La transition verte est désormais financée à hauteur de près d’un dollar sur deux par la BAD en Afrique.
Pendant longtemps, la Banque africaine de développement (BAD) a été associée aux grands projets d’infrastructures classiques : routes, barrages, ports et réseaux électriques. Aujourd’hui, la donne a changé. La transition verte est devenue un pilier central de son action.
En 2024, près de 50 % des financements approuvés par la BAD étaient consacrés à des projets liés au climat, marquant un tournant stratégique majeur pour la première institution financière du continent.

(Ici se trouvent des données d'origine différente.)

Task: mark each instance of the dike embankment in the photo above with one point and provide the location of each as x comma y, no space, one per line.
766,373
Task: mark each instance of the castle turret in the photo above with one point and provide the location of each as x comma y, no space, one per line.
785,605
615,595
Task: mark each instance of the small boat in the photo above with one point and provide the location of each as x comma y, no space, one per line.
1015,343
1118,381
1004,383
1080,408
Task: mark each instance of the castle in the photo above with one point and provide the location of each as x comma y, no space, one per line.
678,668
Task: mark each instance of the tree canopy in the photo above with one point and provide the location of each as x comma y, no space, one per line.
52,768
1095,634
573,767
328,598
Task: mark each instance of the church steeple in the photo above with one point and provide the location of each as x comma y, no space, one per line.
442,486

Ce virage traduit une conviction désormais assumée : le développement économique de l’Afrique ne peut plus être dissocié de la lutte contre le changement climatique.
Une réorientation massive des financements
Selon les données officielles de la BAD, 5,5 milliards de dollars de financements climatiques ont été approuvés en 2024, représentant environ 49 % du total des engagements annuels.
Ces financements couvrent aussi bien des projets d’adaptation (résilience agricole, gestion de l’eau, infrastructures climato-résilientes) que de transition énergétique (solaire, éolien, hydroélectricité, efficacité énergétique) .
Ce niveau est sans précédent dans l’histoire de l’institution. En moins d’une décennie, la part des projets intégrant des critères climatiques est passée d’un statut marginal à un quasi-standard dans les opérations de la Banque.
Du discours à la norme : le climat devient incontournable
La transformation est structurelle. En 2016, environ 77 % des projets de la BAD intégraient une dimension climatique. En 2024, ce chiffre atteint près de 98 %, avec un objectif affiché de 100 % dès 2025 pour les nouvelles stratégies pays et régionales.
Concrètement, cela signifie qu’aucun projet majeur n’est désormais validé sans évaluation de son impact climatique, qu’il s’agisse d’atténuation des émissions ou d’adaptation aux chocs environnementaux.
25 milliards de dollars pour le climat : une cible presque atteinte
La BAD s’était engagée à mobiliser 25 milliards de dollars de financements climatiques sur la période 2020-2025.
À fin 2024, 19,5 milliards de dollars avaient déjà été engagés, soit près de 80 % de l’objectif, à un an de l’échéance.
Fait notable : près de 80 % de ces ressources proviennent des fonds propres de la Banque, le reste étant mobilisé auprès de partenaires comme le Fonds vert pour le climat ou d’autres mécanismes multilatéraux. Cette autonomie financière renforce la crédibilité de la BAD comme acteur central de la finance climatique en Afrique.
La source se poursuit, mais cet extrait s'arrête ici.